Art, Lost and Found
At Schools Neuschwanstein in southern Bavaria, Captain James Rorimer supervises the safeguarding of art stolen from French Jews and stored during the war at the castle (April May, 1945).
This review of “The Rape of Europe,” which was released in theaters last year but airs on many PBS stations on Monday, originally ran on Sept. 17, 2007.
The issues raised by “The Rape of Europe,” a documentary about the Nazi pillaging of art and the Allied effort to return it, can’t be conveniently consigned to the dustbin of history. This story is still playing out, contentiously and emotionally, as art is recovered and heirs sue for restitution. (The case of Klimt’s portrait of Adele Bloch Bauer, familiar to many New Yorkers, opens and closes the movie.)
“The Rape of Europe” covers endlessly interesting material: the central role art played for the Nazis; the arriviste connoisseurship of Hitler and Goering; the Germans’ different treatment of cities like Krakow (spared for its Germanic art) and Warsaw (almost obliterated for its Slavic art and sensibility). It also raises endlessly interesting questions: Should soldiers’ lives be risked to save historic sites and artwork? Can a culture survive if its art is wiped out?
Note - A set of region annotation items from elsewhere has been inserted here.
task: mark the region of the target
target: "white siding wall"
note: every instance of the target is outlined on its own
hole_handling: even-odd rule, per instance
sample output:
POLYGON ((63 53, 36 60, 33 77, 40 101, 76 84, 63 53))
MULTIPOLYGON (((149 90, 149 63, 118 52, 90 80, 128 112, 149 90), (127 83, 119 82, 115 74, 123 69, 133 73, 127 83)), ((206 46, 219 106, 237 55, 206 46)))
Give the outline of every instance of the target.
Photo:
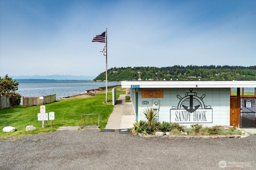
MULTIPOLYGON (((177 95, 182 98, 186 96, 186 93, 190 92, 189 88, 176 89, 143 89, 143 90, 163 90, 163 98, 142 97, 142 89, 139 89, 138 97, 138 121, 146 120, 143 111, 147 108, 152 107, 153 99, 159 100, 158 120, 159 121, 170 122, 170 110, 172 107, 177 107, 180 99, 177 95), (142 101, 148 101, 148 105, 142 104, 142 101)), ((212 123, 203 123, 208 126, 216 125, 230 125, 230 96, 229 88, 194 88, 192 92, 196 92, 197 96, 205 96, 202 100, 205 106, 210 106, 212 110, 212 123)), ((193 123, 182 123, 189 126, 193 123)))

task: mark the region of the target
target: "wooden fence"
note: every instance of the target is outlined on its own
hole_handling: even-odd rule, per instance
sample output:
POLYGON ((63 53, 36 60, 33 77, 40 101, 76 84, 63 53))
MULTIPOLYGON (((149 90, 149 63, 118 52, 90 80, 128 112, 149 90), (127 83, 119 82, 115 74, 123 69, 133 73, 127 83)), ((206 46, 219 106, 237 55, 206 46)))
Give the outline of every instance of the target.
POLYGON ((35 97, 22 97, 22 106, 36 106, 50 103, 56 101, 56 94, 35 97))
POLYGON ((10 107, 10 98, 7 97, 6 95, 0 97, 0 108, 2 109, 10 107))

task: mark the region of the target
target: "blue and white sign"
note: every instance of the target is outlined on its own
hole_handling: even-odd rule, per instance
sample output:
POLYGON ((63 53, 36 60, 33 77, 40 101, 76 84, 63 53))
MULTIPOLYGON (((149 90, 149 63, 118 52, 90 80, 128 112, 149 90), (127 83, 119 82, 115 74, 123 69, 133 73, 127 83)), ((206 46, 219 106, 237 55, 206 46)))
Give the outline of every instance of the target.
POLYGON ((131 88, 140 88, 140 85, 131 85, 131 88))
POLYGON ((49 120, 54 120, 54 112, 49 112, 49 120))
POLYGON ((37 114, 37 120, 38 121, 48 120, 48 113, 40 113, 37 114))

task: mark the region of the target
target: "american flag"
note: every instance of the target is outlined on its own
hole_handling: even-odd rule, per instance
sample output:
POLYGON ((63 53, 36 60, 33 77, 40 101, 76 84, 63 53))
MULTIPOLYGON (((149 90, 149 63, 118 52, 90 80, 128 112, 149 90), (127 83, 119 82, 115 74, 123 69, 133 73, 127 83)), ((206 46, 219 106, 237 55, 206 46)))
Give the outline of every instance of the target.
POLYGON ((93 38, 93 40, 92 41, 92 42, 106 42, 105 41, 105 35, 106 32, 97 35, 96 36, 93 38))

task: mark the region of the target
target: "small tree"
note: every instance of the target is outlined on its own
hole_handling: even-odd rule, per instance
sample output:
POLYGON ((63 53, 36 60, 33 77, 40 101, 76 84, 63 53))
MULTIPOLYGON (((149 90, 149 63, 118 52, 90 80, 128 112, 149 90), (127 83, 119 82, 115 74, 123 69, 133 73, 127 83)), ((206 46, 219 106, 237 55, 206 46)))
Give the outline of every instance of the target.
POLYGON ((16 93, 18 89, 19 82, 12 79, 8 77, 8 74, 4 78, 1 78, 0 77, 0 95, 6 95, 9 97, 10 106, 13 107, 20 104, 21 96, 16 93))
The film, based on a book by Lynn H. Nicholas, crams in a lot, which means it can seem rushed and cursory. And some parts beg for fuller treatment. The Monuments Men G.I.’s (mainly) whose mission was to recover and return art could easily be the subject of their own documentary. They’re heroes. And their work was vital to, in the words of one Florentine woman, “the victory of beauty over horror.”